Why do the Beefeaters still wear those old-fashioned uniforms?

The red and gold uniforms worn by the Yeomen Warders today date back to the Tudor period, but they were formalized in the 1800s under Queen Victoria. They’re not just for show - they’re part of a living tradition. To become a Beefeater, you must have served at least 22 years in the British Armed Forces, received the Long Service and Good Conduct Medal, and hold the rank of warrant officer. The uniform is a symbol of loyalty, not just history. They still live inside the Tower with their families - a tradition going back 500 years.

How did people get into the Tower in medieval times?

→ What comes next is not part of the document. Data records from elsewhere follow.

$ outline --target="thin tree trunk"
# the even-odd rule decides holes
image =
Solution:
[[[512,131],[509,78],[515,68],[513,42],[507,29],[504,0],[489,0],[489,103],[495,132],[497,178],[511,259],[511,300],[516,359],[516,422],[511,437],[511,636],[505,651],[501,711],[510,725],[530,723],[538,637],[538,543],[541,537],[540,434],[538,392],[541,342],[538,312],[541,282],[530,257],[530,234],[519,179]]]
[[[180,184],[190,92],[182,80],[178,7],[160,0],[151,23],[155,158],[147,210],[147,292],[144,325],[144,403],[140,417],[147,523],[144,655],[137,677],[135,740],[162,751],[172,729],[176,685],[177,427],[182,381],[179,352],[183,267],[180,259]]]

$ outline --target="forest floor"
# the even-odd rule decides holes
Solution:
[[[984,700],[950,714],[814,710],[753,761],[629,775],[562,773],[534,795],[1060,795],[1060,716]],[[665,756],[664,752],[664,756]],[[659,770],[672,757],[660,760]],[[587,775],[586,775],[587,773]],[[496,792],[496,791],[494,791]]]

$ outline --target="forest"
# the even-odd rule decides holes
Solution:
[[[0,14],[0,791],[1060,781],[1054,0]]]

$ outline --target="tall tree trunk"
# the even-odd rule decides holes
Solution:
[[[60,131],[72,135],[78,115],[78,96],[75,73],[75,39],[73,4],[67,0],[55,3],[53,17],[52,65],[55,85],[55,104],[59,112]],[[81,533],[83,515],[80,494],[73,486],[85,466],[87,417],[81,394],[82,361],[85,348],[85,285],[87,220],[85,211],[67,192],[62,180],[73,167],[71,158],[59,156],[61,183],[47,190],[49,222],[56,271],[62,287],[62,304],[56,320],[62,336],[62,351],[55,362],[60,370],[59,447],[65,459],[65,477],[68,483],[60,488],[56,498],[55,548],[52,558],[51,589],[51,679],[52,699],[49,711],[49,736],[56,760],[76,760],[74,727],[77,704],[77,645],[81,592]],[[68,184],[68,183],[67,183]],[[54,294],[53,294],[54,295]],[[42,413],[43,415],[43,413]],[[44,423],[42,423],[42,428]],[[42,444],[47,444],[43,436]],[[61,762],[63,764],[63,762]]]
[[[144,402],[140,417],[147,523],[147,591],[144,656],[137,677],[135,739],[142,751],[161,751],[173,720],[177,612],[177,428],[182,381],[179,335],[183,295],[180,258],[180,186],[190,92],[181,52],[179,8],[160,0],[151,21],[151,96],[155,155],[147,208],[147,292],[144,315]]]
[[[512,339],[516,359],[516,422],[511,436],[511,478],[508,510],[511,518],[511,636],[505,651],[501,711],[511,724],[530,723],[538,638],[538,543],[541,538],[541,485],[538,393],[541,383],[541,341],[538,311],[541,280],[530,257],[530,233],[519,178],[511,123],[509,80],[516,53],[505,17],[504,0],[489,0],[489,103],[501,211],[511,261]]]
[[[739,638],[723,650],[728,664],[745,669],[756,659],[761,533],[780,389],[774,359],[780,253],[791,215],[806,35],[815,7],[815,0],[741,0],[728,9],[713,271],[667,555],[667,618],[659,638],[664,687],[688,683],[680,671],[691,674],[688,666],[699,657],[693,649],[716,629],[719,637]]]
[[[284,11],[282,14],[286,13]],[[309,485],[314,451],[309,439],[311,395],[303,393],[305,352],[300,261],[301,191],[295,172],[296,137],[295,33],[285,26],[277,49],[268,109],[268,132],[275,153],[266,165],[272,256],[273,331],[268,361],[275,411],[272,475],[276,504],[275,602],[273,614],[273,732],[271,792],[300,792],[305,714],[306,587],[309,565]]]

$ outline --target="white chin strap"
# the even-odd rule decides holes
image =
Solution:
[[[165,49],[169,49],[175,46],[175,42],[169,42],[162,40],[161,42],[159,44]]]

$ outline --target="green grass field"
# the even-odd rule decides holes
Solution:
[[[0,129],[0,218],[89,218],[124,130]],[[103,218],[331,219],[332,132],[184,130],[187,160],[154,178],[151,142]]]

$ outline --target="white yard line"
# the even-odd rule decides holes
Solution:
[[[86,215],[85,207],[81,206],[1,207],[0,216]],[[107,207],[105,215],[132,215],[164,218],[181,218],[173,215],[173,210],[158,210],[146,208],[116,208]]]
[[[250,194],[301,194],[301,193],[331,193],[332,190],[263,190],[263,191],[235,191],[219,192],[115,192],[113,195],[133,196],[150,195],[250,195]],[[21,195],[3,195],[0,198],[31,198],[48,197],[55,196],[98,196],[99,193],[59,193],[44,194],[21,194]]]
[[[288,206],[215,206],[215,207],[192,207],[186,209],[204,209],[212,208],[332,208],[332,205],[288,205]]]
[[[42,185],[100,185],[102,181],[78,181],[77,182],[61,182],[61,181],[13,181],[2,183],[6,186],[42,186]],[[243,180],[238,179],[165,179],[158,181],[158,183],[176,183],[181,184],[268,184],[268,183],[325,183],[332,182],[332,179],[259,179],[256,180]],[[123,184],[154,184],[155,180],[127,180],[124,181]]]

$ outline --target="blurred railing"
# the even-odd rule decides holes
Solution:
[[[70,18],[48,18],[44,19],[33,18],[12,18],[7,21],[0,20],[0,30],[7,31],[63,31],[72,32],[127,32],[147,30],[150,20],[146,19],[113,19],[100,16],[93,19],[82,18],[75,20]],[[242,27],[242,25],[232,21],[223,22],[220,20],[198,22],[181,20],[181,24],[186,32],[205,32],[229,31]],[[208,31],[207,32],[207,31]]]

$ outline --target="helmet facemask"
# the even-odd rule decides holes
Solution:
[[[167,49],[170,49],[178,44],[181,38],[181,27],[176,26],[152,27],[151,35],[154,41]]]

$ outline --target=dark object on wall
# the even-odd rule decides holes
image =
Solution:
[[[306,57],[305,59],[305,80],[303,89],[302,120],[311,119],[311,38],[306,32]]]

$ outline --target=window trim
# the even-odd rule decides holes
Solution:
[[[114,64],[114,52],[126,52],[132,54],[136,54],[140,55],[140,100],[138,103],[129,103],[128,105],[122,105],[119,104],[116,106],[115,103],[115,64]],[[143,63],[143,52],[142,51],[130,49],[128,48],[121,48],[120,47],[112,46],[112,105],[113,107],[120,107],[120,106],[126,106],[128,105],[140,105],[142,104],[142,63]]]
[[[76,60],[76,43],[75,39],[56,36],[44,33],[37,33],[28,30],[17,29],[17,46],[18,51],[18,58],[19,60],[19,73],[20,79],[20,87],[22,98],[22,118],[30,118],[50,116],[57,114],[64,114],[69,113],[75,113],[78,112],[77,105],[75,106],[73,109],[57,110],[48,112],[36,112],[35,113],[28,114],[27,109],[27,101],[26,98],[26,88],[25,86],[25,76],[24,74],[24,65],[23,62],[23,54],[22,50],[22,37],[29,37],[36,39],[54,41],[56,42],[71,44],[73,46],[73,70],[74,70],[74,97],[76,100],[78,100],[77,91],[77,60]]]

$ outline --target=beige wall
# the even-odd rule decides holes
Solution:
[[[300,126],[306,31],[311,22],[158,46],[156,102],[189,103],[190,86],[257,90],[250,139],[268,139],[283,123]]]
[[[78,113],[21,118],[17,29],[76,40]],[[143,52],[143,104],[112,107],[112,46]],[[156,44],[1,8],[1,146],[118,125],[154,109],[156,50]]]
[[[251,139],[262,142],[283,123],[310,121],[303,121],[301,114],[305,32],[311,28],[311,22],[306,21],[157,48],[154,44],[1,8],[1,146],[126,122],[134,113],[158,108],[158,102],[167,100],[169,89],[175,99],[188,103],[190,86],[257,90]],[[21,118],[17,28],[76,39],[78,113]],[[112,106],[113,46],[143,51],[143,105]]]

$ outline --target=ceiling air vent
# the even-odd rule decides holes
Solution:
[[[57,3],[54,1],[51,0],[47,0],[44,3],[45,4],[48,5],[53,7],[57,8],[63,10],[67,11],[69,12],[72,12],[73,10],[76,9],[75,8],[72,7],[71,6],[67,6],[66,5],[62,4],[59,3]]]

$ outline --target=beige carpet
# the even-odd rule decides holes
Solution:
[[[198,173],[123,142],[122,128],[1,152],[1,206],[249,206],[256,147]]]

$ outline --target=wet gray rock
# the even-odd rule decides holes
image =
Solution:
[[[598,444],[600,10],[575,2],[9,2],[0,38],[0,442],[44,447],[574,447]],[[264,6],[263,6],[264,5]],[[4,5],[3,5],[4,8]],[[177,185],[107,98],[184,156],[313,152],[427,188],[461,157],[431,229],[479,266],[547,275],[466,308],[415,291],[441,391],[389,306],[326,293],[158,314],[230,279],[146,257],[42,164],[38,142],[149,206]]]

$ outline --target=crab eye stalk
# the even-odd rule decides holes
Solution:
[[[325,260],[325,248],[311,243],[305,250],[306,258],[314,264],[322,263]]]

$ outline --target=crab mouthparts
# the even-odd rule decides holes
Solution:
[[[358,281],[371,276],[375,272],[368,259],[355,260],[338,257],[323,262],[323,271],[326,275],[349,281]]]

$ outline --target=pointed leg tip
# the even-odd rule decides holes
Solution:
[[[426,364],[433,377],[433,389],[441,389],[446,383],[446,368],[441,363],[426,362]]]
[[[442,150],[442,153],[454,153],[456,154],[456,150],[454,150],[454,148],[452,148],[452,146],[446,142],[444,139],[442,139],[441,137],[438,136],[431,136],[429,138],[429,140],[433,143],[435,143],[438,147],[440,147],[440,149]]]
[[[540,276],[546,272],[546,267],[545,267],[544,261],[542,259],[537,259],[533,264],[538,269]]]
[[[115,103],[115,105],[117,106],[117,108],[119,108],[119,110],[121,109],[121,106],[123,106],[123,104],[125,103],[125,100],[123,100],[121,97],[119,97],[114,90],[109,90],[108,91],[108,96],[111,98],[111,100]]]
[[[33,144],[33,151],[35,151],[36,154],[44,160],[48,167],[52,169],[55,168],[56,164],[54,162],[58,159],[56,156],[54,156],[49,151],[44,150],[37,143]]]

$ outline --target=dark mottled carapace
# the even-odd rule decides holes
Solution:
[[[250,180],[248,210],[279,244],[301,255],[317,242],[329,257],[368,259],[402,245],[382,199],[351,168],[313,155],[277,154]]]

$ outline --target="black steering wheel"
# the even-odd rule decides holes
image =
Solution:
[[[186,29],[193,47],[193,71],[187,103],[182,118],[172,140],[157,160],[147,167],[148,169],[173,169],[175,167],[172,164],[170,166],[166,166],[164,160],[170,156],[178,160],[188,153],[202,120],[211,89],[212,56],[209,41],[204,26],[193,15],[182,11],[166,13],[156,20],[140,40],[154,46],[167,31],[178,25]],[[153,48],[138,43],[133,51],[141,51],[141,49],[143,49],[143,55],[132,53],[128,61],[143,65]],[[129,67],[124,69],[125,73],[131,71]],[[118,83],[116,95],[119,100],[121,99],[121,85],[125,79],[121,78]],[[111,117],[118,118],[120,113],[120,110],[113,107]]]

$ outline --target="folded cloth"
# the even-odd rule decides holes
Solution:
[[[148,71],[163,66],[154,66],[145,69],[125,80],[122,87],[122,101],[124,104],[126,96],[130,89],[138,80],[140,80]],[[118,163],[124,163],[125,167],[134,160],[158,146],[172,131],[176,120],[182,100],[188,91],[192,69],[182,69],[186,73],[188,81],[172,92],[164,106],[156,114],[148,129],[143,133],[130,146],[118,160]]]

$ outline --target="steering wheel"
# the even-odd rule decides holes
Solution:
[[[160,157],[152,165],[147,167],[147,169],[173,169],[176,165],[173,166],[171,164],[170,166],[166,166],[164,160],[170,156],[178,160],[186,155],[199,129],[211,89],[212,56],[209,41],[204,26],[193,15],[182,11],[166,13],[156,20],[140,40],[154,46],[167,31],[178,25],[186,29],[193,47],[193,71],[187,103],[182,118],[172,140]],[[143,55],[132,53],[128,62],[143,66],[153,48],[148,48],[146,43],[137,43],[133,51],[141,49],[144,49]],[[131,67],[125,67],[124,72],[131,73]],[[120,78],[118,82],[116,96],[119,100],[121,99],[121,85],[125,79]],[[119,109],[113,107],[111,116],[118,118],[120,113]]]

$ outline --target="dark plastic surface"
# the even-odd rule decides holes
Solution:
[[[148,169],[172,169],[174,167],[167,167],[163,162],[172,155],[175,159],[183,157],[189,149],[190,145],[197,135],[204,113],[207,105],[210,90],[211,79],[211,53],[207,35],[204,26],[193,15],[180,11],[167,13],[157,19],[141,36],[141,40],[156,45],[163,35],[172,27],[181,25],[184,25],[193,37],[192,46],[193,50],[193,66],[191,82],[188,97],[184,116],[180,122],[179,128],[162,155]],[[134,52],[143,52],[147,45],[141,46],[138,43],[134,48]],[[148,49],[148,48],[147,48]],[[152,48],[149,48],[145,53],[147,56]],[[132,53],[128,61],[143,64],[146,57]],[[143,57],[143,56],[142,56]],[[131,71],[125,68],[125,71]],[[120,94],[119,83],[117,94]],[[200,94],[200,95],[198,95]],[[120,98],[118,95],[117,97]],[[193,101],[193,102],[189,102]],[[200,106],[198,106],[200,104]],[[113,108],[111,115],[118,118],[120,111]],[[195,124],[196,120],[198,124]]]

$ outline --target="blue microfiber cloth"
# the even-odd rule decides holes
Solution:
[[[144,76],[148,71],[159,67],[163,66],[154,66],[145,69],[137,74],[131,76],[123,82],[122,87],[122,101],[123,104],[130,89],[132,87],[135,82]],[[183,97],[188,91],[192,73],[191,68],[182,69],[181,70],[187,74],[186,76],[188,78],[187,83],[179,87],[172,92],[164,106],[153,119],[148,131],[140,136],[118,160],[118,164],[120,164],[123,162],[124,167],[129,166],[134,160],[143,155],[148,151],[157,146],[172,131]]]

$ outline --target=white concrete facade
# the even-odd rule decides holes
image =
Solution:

Access was tightly controlled. The main entrance was Traitor’s Gate, a water gate where prisoners arrived by boat from the Palace of Westminster. Royal visitors came by land through the main gate, but only with a written pass signed by the king or his council. Even nobles had to be searched. No weapons were allowed inside without permission. The Tower had its own customs officers, tax collectors, and even a mint - all operating under royal authority. It wasn’t just a castle. It was the center of government.

Is the Tower of London haunted?

Many visitors and staff report strange occurrences - cold spots, whispers in empty rooms, the smell of roses where Anne Boleyn was executed. The most famous sighting is the ghost of a young boy in the Bloody Tower, believed to be one of the Princes in the Tower. The Yeomen Warders won’t talk about it publicly, but some admit they’ve seen shadows move where no one should be. Whether it’s history, imagination, or something else, the Tower has a way of making you feel like you’re not alone.